# Fix VS Code Workspace Trust Not Enabled Blocking Tasks

You try to run a VS Code task (build, test, deploy), but nothing happens. A notification appears:

bash
Running tasks is disabled in Restricted Mode.

Or the task output shows:

bash
The task cannot be executed because the workspace is not trusted.

VS Code's Workspace Trust feature blocks potentially dangerous operations in untrusted folders.

Understanding Workspace Trust

Workspace Trust determines whether VS Code runs code from the current folder. In Restricted Mode (untrusted workspace):

  • Tasks cannot be executed
  • Debug sessions cannot be started
  • Terminal commands are limited
  • Extension features that run code are disabled
  • Jupyter notebooks cannot execute cells

This protects you from malicious code in downloaded projects.

Trusting the Current Workspace

Click the "Manage" button in the trust notification, or use the Command Palette:

bash
Workspaces: Manage Workspace Trust

Then click "Trust Workspace & Enable All Features". VS Code will remember this decision for the folder.

Configuring Trust Behavior

Control how VS Code handles untrusted workspaces:

json
{
    "security.workspace.trust.enabled": true,
    "security.workspace.trust.startupPrompt": "once",
    "security.workspace.trust.untrustedFiles": "prompt"
}

Options for startupPrompt: - once -- Prompt once per workspace - everytime -- Prompt every time you open the workspace - never -- Never prompt (open in Restricted Mode by default)

Options for untrustedFiles: - prompt -- Ask what to do when opening a file - openInNewWindow -- Open in a new window with restricted mode - promptInNewWindow -- Prompt in a new window

Trusted Folders Configuration

Instead of trusting every workspace, configure specific trusted paths:

json
{
    "security.workspace.trust.untrustedFiles": "prompt",
    "security.workspace.trust.emptyWindow": false
}

You can also configure trusted parent directories. Any workspace under a trusted parent is automatically trusted:

json
{
    "security.workspace.trust.untrustedFiles": "openInNewWindow"
}

Then use the trust management UI to add parent directories:

bash
Workspaces: Manage Workspace Trust > Trusted Folders > Add Folder

Add /home/user/projects/ to trust all projects in that directory.

Task-Specific Trust Issues

Some tasks may fail even in a trusted workspace if the task definition is malformed:

json
{
    "version": "2.0.0",
    "tasks": [
        {
            "label": "build",
            "type": "shell",
            "command": "npm run build",
            "group": "build",
            "problemMatcher": [],
            "presentation": {
                "reveal": "always",
                "panel": "new"
            }
        }
    ]
}

If a task's command or args reference untrusted paths, the task may be blocked. Ensure all paths in the task definition are within the trusted workspace.

Diagnosing Trust Issues

Check the current trust state:

bash
Workspaces: Workspace Trust

This shows whether the current workspace is trusted, which features are restricted, and which parent folders are trusted.

Check which extensions are restricted:

bash
Extensions > Filter: @restricted

Extensions in Restricted Mode cannot execute code. They can only provide static features like syntax highlighting and theme.

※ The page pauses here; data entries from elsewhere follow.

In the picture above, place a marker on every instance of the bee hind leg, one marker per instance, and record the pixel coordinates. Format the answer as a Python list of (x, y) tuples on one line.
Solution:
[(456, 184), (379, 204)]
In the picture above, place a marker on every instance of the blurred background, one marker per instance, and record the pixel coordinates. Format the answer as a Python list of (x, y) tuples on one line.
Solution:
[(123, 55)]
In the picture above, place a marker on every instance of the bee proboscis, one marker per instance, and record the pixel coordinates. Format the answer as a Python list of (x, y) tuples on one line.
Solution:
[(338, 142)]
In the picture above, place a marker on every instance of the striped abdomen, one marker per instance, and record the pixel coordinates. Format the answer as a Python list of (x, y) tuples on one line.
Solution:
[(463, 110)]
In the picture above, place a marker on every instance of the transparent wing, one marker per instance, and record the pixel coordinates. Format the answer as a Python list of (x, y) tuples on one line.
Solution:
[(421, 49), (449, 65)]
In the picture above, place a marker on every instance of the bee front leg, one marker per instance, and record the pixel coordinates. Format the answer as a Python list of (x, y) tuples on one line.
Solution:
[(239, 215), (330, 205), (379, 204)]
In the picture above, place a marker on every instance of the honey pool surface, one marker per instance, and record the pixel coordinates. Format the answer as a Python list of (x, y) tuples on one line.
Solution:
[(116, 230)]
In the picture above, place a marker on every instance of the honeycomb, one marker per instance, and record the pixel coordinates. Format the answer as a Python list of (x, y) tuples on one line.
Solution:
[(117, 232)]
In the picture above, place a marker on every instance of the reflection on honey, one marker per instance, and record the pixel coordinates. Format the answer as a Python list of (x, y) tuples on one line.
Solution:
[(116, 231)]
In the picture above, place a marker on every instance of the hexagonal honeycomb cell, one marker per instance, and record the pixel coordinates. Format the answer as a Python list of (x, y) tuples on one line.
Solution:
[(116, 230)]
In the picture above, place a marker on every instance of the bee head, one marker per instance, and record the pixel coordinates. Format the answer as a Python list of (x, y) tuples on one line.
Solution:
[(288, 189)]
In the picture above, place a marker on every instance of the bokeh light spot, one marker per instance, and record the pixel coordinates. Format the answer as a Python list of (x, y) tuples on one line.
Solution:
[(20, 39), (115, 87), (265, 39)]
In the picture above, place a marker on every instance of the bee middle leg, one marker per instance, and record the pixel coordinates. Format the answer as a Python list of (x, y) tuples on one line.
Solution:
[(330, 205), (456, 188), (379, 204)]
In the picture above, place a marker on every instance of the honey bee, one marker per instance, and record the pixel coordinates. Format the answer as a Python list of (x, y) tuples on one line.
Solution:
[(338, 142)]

If you work in an isolated environment and want to disable trust checks entirely:

json
{
    "security.workspace.trust.enabled": false
}

Warning: This disables all workspace trust protections. Opening a malicious project could execute arbitrary code on your machine. Only disable in isolated development environments.

Workspace Trust and Multi-Root Workspaces

In a multi-root workspace, trust is evaluated per-folder:

json
{
    "folders": [
        { "path": "/home/user/trusted-project" },
        { "path": "/home/user/downloads/untrusted-download" }
    ]
}

The first folder may be trusted while the second is not. Task execution is allowed only from trusted folders.